Effects of Neutrino Fast Flavor Conversions on Core-Collapse Supernovae
Neutrinos are the driving factor for core-collapse supernovae, the violent death of massive stars. According to the neutrino-driven mechanism they are responsible for transferring energy from the hot proto-neutron star (PNS) to the surrounding material. So far, numerical simulations assumed that neutrinos retain their flavor during propagation. Max Planck researchers have now shown that allowing for flavor conversions has a direct influence on the supernova dynamics.
Supernova explosions are the death of massive stars after they have consumed all their raw material and can no longer produced energy through nuclear fusion. Even though the electromagnetic radiation of such supernovae can outshine a whole galaxy, it is faint compared to the energy released in form of neutrinos. These neutrinos only rarely interact with other matter, but interestingly it is just this reluctance to interact that enables neutrinos to play a pivotal role in turning the collapse of the massive stellar core into an explosion.
After a massive star has exhausted its reservoir of material to power nuclear fusion in its core, the missing radiation pressure from the center causes the core to collapse. A dense proto-neutron star forms, which is small (a few tens of kilometers) but massive (more heavy than the sun). Trapped inside is an enormous amount of of heat (a few hundreds of billions of degrees) generated from gravitational energy in the collapse. Neutrinos are the only particles that can escape this monstrous environment as they are interacting very rarely. Therefore they are being produced in vast amounts allowing the proto-neutron star to cool.
Nevertheless, a small fraction of neutrinos will interact with close-by stellar matter and heat-up the region surrounding the core. If the energy transfer is efficient enough (an absorption of about 1% is sufficient), the neutrino heating triggers an expansion strong enough to lead to explode the star, i.e. launching the supernova. If not, the star will finally collapse to a Black Hole.
The neutrino flavor is a quantum mechanical property and influences, how the neutrino interacts with matter. In particular, neutrinos of electron flavor interact more strongly with matter than neutrinos of other flavors (myon and tau). These, in turn, can escape easier making them more energetic on average. Neutrino flavor conversions where individual neutrinos change their flavor are have been known for a few decades already. However, since they are suppressed at very high densities, such as in a collapsing star, so far numerical simulations of supernovae assumed that neutrinos keep their flavor.
Recently scientists discovered that neutrinos can undergo collective self-induced flavor conversions if the neutrino density is sufficiently high, such as in core-collapse supernovae or the early universe. But the conversion length scales are much below the resolution of numerical simulations of supernovae. Also the exact conditions and outcomes of the so-called ‘fast’ neutrino flavor conversions remains incalculable with direct simulations due to the high dimensionality of the problem. Now researchers of the Max Planck Institutes for Astrophysics and for Physics and the Niels Bohr Institute have teamed up to gauge the influence that fast and efficient flavor conversions can have on the dynamics of a core-collapse supernova.

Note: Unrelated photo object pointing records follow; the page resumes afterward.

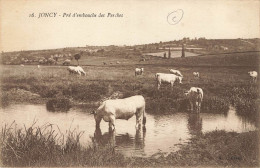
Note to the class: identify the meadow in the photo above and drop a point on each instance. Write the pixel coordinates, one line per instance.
(222, 85)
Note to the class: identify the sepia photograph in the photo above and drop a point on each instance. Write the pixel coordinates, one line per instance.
(152, 83)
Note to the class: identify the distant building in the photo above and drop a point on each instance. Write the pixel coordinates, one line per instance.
(223, 48)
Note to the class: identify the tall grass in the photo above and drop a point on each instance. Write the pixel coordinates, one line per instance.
(42, 146)
(220, 86)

Their new, easy-to-calculate scheme integrates an effective treatment of flavor conversions directly into the numerical simulations. It is designed to find out how big the influence of flavor conversions could be. To do so, it maximizes flavor conversions up to the constraints allowed by the Standard Model of Particle Physics. The scientists inspected the collapse and subsequent accretion phase of an evolved stellar model, which is 20 times more heavy than the sun. In multiple simulations, they increased the stellar volume that is under the influence of flavor conversions and investigated how the system reacts to such strong changes in the neutrino field.

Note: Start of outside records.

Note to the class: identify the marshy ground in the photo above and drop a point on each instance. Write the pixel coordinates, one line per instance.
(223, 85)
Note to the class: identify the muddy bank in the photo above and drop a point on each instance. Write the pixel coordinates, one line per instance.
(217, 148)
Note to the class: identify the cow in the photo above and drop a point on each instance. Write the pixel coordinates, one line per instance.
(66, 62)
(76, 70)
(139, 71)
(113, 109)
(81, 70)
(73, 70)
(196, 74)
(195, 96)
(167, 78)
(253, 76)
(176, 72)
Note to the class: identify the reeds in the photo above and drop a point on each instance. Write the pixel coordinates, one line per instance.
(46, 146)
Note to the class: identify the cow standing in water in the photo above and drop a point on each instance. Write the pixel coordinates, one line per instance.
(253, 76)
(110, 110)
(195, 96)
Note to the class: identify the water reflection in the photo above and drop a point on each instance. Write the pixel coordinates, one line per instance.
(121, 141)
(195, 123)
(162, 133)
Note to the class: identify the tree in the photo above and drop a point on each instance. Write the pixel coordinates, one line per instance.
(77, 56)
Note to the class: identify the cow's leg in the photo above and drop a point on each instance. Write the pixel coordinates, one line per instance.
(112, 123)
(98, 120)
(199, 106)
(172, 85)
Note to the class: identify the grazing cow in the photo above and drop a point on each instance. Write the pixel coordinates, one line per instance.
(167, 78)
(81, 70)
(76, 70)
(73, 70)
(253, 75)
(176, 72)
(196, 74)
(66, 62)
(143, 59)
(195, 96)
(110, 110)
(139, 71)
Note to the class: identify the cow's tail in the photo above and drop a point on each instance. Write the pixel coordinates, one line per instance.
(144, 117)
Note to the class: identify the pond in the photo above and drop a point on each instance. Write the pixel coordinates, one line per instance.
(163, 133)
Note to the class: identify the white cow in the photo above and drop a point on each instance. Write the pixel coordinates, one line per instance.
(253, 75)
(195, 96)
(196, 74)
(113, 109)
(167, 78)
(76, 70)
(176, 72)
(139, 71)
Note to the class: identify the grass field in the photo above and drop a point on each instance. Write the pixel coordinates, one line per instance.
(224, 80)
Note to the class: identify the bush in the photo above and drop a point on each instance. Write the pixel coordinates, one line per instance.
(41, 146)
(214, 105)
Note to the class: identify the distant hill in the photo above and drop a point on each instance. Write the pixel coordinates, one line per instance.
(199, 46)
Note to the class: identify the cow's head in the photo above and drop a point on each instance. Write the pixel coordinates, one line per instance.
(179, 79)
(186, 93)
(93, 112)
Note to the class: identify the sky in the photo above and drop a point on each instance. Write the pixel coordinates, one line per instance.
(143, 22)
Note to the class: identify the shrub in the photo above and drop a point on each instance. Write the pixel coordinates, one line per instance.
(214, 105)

In regions where neutrinos are heating the stellar matter, flavor conversions can transiently intensify this heating because some high-energy neutrinos of non-electron flavor are converted to the more reactive electron flavor. However, the effect is not strong enough to trigger an explosion by itself in the particular model. On the other hand, flavor conversions in the proto-neutron star can even accelerate the collapse to a black hole in the model, because in this region the inverse conversions accelerate the cooling.

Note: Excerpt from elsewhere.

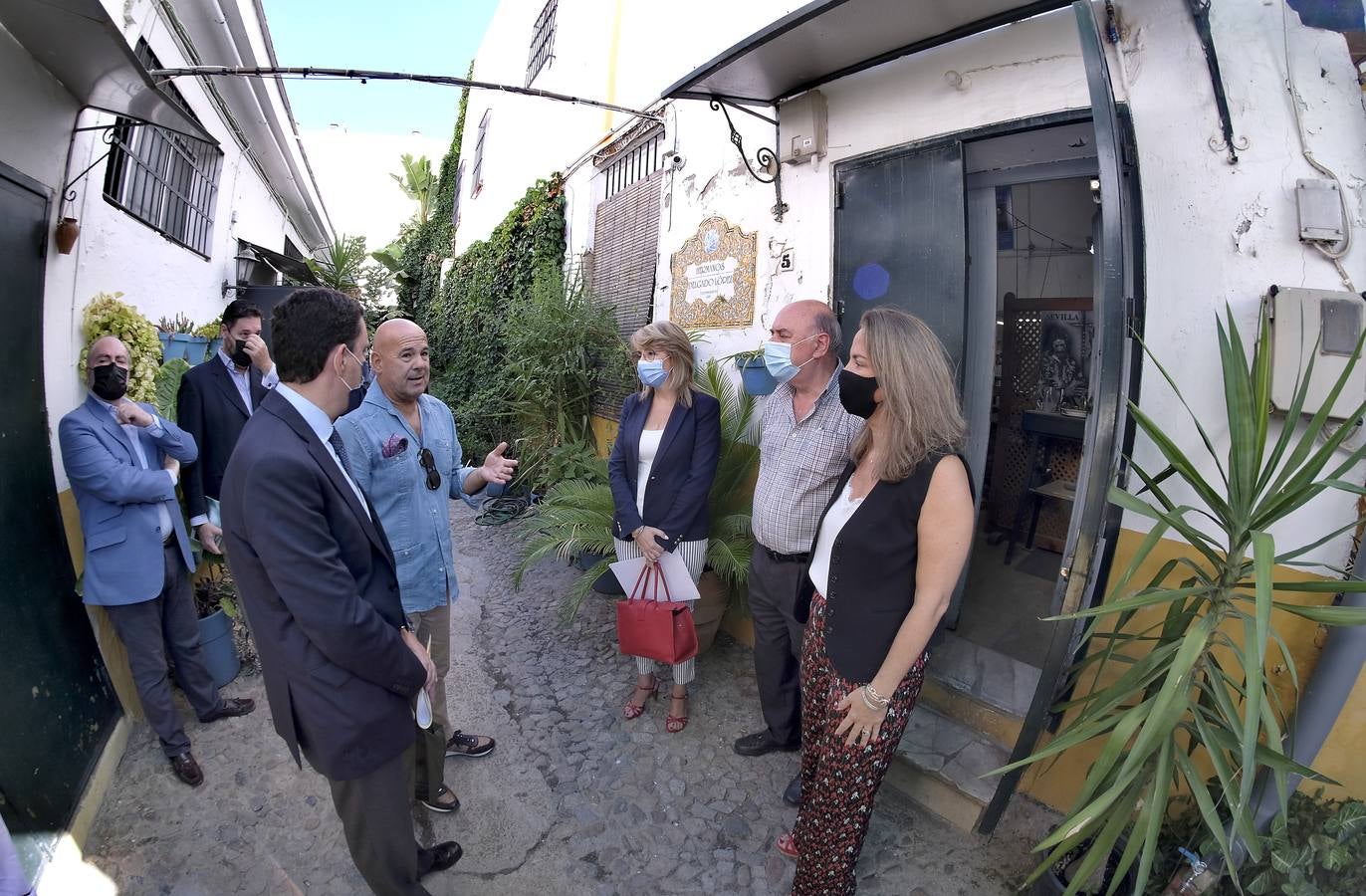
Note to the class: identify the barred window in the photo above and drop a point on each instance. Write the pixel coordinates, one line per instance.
(634, 164)
(477, 175)
(167, 180)
(543, 41)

This study shows that the influence of neutrino flavor conversions should be taken into account for predictive simulations. Flavor conversions will probably not challenge the neutrino-driven mechanism itself but they might add significant modifications to the dynamics. Yet it is too early to draw final conclusions on the details as the implementation of the effects is schematic and not based on detailed calculations. The simulations assume spherical symmetry without multi-dimensional flows that are known to be an important ingredient for successful explosions. Finally, the detailed structure of the progenitor star is also known to strongly influence important aspects of supernovae in a non-linear fashion.
The latter two limitations are already subject to a follow-up investigation still under peer-review. These multi-dimensional core-collapse simulations now also include stars with lower masses, which usually show explosions. The results indicate that flavor conversions could work both ways: For lower mass progenitors the increased heating can trigger the explosions significantly earlier; in higher mass progenitors the flavor conversions could hamper explosions due to cooling effects. Flavor conversions therefore not only influence the explosion dynamics and modify the neutrino signal measured on Earth, they could also be relevant for the distribution of the masses of black holes and neutron stars.